Hungary’s healthcare system struggles as doctors leave for Western Europe
Over the past decade, some 8,500 health professionals have left for other European countries. Now Hungary has one of the lowest ratios of doctors per inhabitant in the bloc.
Despite government efforts, Hungarian doctors are leaving the country for better pay and more acceptable working conditions in Western Europe, leaving the country’s healthcare system to deal with understaffed facilities and longer waiting periods.
Over 800 Hungarian doctors requested a certificate to practice outside of the country last year, according to official figures, bringing the total number issued over the past decade to 8,500.
This could lead to a disastrous situation in a country with just over 33,000 doctors for a 9.7 million population, or roughly 3.5 doctors per 1,000 inhabitants — lower than the 3.9 average for the EU.
In 2022, departments of Hungarian hospitals were shut for a total of over 46,000 days. Just over a third of those days (15,000) were blamed on lack of staff, with another 8% (3,729 days) on lack of necessities.

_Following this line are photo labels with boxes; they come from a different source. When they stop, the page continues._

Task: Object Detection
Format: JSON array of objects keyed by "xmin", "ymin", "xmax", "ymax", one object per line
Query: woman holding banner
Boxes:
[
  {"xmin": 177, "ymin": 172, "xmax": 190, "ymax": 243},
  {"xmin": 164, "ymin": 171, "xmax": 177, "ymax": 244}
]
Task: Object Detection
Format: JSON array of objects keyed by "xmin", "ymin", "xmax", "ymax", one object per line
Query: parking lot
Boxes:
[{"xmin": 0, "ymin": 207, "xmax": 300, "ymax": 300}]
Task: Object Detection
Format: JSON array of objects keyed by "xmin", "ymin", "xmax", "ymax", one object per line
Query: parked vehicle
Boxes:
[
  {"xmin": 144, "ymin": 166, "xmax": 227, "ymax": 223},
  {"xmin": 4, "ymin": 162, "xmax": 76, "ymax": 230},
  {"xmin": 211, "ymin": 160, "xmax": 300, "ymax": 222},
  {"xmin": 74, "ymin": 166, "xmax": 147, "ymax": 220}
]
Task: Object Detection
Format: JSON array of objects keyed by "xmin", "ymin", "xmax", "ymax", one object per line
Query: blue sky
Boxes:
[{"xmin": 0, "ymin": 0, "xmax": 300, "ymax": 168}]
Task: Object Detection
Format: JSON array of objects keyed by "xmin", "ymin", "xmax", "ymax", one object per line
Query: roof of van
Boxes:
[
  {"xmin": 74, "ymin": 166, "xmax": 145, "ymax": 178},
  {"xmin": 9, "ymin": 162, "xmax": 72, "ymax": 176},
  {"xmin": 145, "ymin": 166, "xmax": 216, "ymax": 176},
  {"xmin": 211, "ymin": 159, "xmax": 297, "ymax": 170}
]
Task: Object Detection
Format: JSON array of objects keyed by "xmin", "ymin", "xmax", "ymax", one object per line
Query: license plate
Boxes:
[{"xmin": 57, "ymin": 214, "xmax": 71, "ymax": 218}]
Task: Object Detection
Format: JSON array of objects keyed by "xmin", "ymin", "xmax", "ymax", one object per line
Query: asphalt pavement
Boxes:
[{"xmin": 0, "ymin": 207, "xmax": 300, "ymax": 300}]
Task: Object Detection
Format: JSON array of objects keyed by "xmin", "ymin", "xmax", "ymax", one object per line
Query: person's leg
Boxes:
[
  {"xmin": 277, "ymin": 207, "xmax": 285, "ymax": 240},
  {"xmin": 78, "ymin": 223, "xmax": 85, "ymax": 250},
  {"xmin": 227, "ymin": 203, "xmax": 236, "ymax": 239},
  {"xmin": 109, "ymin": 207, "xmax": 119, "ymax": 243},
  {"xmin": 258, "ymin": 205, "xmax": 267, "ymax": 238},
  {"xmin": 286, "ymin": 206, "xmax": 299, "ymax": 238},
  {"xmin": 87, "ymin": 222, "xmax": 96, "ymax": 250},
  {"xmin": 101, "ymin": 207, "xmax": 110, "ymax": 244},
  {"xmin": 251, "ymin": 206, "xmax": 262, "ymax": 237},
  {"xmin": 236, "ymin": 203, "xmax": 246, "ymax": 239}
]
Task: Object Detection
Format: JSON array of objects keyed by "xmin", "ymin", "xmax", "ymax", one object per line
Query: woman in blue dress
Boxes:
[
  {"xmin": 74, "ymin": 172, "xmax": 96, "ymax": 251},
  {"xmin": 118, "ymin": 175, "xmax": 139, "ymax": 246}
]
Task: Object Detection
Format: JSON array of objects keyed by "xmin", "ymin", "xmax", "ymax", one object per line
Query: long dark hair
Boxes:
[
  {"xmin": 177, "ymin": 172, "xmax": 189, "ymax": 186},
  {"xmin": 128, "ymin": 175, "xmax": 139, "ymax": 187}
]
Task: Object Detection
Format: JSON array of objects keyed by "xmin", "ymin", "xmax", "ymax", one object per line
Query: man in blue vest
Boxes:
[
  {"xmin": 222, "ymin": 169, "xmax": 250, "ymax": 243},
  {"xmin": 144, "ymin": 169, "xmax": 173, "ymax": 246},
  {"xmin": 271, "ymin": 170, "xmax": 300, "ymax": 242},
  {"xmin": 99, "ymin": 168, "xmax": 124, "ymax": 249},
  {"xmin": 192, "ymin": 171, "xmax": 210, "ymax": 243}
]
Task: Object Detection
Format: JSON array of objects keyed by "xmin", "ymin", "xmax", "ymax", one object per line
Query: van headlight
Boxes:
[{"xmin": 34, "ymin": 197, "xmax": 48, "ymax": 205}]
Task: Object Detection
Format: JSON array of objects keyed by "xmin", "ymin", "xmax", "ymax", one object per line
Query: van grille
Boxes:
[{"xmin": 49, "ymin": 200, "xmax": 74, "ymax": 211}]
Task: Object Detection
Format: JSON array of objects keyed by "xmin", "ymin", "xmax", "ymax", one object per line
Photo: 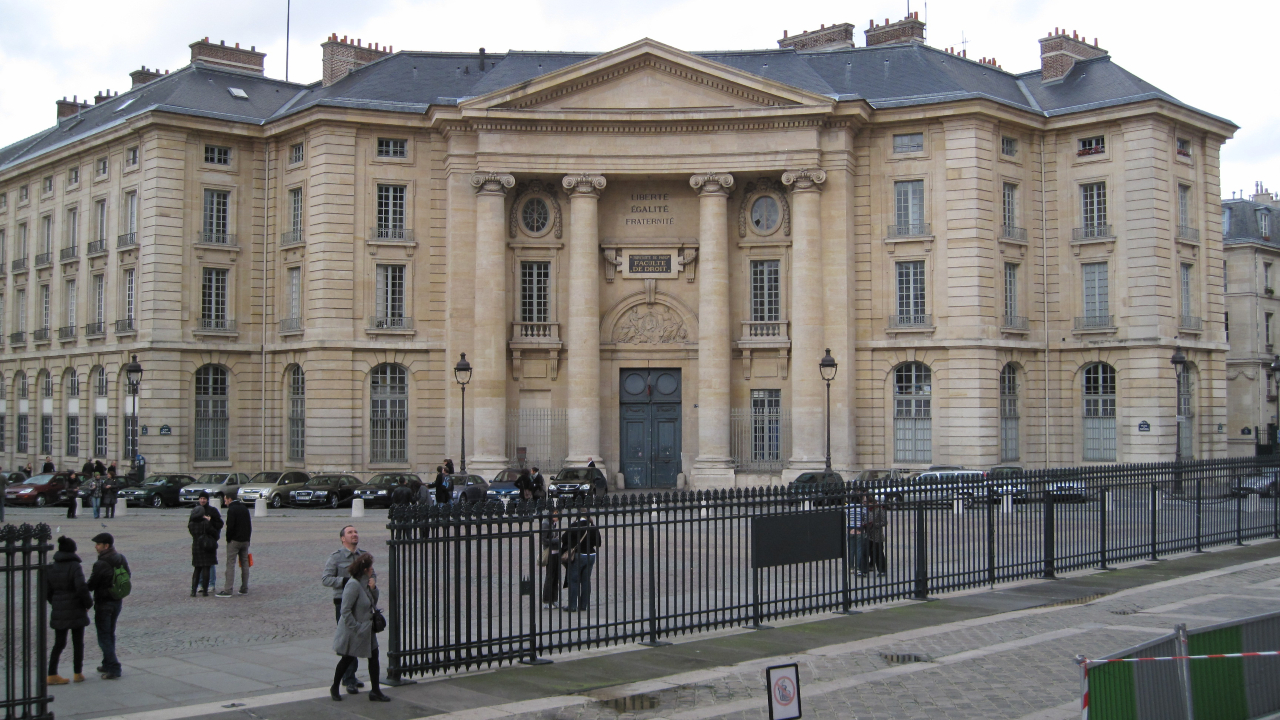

For the National Directorate General for Hospitals (OKFŐ), the country is however not seeing “systemic emigration” of its healthcare professionals.
“Based on the issued certificates – in our opinion – Hungarian healthcare is not at all threatened by the employment of health professionals abroad,” OKFŐ added. The Directorate, which practices state ownership rights at 102 hospitals, added that the number of doctors grew by 10% since 2010.
Best of both world
Yet, according to data by a health insurance company, around 40,000 people were in March 2023 in line for surgical procedures, and waiting times had reached all-time highs.
This staffing problem was exposed with stark consequences during the COVID-19 pandemic, when Hungarian hospitals recorded the second-highest number of deaths in Europe per 100,000 population.
During the global health crisis, Péter Körmendi treated patients in intensive care units both in Hungary and neighbouring Austria. The biggest difference, in his experience, is the patient and nurse ratio. “In Austria, one nurse would take care of one or two patients. In Hungary, there could be 4 or 5 patients.”
Körmendi now works in Wiener Neustadt, Austria, yet maintains a residence in Sopron, Hungary, a town by the border. That, he said, is the best of both worlds: the quality of working in Austria, yet the closeness to his Hungarian family. It would, however, take a “miracle” for him to move back to Hungary full-time.
Körmendi is also an admin of the Facebook group for Hungarian doctors in Austria with over a thousand members – according to him, 70% of them are practicing doctors. The Facebook group for Hungarian doctors working in Germany has over 2,500 members.
“Every day, for six years, three doctors and two nurses have left Hungary,” János Bélteczki, head of the Hungarian Doctors’ Association told The Guardian in 2015. Over 200 doctors moved to the UK in that year.
Germany, Austria, the UK and Sweden, were the most common destinations between 2010-2019, numbers revealed.
Spending on healthcare goes some way to explain this.
In 2020, the government, led by nationalist Prime Minister Viktor Orbán, spent only 7.3% of the GDP on healthcare compared to a 10.9% EU average. The state rolled out an 11% pay rise for healthcare professionals in February 2023, meaning doctors out of the university are now paid a gross of €1,800 per month.
‘A third of what I earned abroad’
But for Réka Osváth, a 25-year-old woman specialising in psychiatry, it isn’t only about the salary. She attended medical university in Hungary, and did a semester abroad in Neukirchen, Austria, where she decided to start her career.
“It was the environment, the hospital itself, the people, the availability of all equipment, that they treat you as human and the salary,” she told Euronews.
Working over 200 hours a month, Osváth lives by the border and spends as much time as she can in Budapest, where her friends and partner live, and where she wants to eventually start a family.
She will soon return home to start training in the city of Vác, she said, “despite the fact that I will earn just a third of what I earned abroad.”
Osváth should qualify as a psychiatrist in five years and hopes to then move on to the private sector, which has increasingly become a refuge for healthcare professionals.
“The largest private institutions now offer a similar work environment and quality as the best Austrian or German private hospitals,” Róbert Lancz, the president of private healthcare group Primus, highlighted. The return of Hungarian doctors who previously worked abroad, like Osváth, “primarily strengthens the medical groups of the market-leading private providers,” Lancz added.
Doktor24, a private healthcare provider co-owned by Lancz, offers a wide range of services for hefty prices: cardiology consultation for €90 and arthroscopic knee surgery starting at €1,000. These prices are often out of reach for the average Hungarian as the median salary is €950 per month. But for knee surgery, patients in state healthcare would have to wait an entire year, according to the March figures.
As the pay in the private sector is more enticing than in state hospitals, the gap between public and private is widening with a relatively small portion of the population being able to access private healthcare. The majority is therefore stuck with overworked professionals, closing units, crumbling walls and record-breaking waiting times.